Kao was in China last year with 69 people from around the world with signs
that read "Falun Gong is good."
"I feel like I have an obligation to rescue Charles Li," Kao said.
"He and I were in the same situation, but I was able to come back."
Kao, Wendy Ling Guam of Charlotte, Josh Jordan of Anderson and Al Whitted of
Hillsborough, N.C., are traveling across the Carolinas to bring awareness to the
imprisonment and reported torture Li is experiencing in a Chinese prison.
Teams of other Li supporters are traveling across the country with
photographs and banners to get signatures of people supporting his release.
Li's supporters have declared Aug. 13 through Sept. 13 "National Rescue
Month." They plan to assemble at the State Department in Washington, D.C.,
with all of the signatures they've gathered to urge U.S. officials to force
China to release Li.
"When there's silence, it instigates a persecution," Whitted said.
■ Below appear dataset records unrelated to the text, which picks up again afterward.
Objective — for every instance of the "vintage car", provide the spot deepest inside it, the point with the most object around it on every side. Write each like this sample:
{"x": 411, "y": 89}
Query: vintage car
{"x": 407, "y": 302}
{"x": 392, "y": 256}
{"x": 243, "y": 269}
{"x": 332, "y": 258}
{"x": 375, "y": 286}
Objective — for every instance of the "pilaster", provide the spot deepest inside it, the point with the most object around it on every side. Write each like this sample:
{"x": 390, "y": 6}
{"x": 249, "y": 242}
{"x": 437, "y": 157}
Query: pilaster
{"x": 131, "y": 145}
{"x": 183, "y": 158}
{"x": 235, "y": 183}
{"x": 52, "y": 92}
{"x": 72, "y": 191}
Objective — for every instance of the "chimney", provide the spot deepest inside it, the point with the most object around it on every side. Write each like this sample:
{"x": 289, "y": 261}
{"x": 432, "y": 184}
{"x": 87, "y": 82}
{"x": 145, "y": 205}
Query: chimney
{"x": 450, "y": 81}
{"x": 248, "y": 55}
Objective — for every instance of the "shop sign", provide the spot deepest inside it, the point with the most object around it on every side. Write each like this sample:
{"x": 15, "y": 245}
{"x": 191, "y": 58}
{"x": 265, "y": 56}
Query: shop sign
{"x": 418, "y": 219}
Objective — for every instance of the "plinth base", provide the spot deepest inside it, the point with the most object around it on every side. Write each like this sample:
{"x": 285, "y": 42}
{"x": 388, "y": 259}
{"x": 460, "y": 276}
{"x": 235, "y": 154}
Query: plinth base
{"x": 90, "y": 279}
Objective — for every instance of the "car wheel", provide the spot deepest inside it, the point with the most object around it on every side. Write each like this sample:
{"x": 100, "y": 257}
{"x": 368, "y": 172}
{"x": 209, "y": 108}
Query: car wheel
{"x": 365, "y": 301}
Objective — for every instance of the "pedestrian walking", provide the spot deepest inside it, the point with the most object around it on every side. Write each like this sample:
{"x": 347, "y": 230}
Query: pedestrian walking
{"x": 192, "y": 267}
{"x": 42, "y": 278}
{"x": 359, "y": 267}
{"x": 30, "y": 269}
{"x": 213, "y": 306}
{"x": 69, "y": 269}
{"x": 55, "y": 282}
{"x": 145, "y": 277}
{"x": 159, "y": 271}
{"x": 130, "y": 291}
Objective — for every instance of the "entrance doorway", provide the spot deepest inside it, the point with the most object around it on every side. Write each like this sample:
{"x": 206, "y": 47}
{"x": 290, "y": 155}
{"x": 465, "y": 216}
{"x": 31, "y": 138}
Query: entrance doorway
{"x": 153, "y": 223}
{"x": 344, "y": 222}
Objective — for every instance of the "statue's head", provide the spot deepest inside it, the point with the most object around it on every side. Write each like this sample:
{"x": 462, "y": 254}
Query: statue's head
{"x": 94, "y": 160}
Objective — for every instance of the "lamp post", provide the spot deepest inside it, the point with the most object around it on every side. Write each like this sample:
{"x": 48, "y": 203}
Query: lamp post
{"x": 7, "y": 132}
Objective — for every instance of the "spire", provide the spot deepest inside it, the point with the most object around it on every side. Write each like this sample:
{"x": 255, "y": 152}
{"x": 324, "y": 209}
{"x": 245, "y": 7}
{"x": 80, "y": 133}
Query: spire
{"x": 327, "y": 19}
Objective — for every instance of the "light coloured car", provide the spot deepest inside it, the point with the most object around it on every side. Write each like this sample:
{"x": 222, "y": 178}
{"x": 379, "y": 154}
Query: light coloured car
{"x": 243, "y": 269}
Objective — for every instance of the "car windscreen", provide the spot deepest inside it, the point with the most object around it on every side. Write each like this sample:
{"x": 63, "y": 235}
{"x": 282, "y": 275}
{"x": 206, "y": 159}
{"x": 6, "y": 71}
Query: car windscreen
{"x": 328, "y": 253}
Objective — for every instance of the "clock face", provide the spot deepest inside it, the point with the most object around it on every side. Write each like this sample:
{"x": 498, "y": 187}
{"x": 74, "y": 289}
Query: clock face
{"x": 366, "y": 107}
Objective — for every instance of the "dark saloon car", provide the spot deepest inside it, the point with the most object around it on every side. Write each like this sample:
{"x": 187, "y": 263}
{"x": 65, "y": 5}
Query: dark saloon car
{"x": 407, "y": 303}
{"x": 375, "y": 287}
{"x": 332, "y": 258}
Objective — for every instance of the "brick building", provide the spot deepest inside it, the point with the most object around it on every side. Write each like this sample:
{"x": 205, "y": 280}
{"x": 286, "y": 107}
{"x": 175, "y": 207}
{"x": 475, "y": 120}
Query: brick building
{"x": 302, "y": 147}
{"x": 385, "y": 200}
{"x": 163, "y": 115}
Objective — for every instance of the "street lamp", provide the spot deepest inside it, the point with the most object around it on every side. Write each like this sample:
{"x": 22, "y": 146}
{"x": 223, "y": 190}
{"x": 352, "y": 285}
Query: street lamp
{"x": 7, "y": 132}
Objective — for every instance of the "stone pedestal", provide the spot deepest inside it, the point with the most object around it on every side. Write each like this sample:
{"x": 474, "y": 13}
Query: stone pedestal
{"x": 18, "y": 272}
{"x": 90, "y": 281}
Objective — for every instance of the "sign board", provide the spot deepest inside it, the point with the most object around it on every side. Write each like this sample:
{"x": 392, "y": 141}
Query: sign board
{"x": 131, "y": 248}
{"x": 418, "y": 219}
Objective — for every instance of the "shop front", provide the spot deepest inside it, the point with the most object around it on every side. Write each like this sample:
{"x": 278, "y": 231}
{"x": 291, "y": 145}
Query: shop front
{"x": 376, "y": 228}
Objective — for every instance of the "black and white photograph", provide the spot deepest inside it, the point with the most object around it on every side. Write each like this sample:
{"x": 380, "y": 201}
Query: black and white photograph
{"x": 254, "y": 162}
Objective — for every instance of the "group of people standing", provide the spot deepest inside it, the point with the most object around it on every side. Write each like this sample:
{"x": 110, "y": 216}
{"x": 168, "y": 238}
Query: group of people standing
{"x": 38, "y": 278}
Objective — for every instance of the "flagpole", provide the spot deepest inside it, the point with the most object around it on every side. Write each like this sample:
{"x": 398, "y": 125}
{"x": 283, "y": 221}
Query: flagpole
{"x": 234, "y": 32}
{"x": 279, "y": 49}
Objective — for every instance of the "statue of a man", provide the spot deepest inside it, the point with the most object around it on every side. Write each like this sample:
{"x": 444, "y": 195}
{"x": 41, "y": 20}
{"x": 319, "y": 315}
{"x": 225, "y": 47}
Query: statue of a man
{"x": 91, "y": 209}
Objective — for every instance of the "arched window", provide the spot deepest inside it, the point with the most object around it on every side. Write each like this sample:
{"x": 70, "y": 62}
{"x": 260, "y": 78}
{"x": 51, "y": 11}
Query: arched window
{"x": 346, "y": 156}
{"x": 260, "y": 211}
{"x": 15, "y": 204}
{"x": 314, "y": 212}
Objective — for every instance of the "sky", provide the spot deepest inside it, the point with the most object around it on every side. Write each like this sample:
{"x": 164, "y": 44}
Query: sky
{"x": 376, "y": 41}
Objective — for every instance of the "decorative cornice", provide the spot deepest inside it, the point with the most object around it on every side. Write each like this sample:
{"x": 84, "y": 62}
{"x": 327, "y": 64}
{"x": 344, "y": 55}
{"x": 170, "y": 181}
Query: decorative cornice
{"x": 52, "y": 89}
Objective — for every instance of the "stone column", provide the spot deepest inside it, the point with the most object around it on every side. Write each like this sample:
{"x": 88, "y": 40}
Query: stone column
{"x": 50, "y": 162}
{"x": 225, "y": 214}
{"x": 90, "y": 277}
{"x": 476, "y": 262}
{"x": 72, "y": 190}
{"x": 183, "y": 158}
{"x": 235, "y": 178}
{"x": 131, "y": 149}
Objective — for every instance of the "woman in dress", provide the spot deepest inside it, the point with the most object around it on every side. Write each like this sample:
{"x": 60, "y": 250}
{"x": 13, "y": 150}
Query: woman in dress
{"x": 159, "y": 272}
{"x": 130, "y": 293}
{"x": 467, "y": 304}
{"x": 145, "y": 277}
Whitted said Falun Gong is a meditative exercise that can clear the mind and
improve health.
He said it helped release tension he had while teaching middle school. Kao
credits it for improving her allergies and Jordan said Falun Gong alleviated a
foot problem he had.
"I feel like people are being persecuted for the same thing I'm doing
here," Jordan said.
Will Dobson, a Spartanburg native and senior editor at Newsweek, oversees the
magazine's coverage of Asia. He said the Chinese communist government is
threatened by the exercise because it appeals to a variety of people.
"It's socially diverse and taps into many different communities and that
frightens a regime," Dobson said.
Whitted said the exercise has between 70 and 100 million practitioners in
China.
[...]
The group plans to visit Columbia today before going to Wilmington, N.C.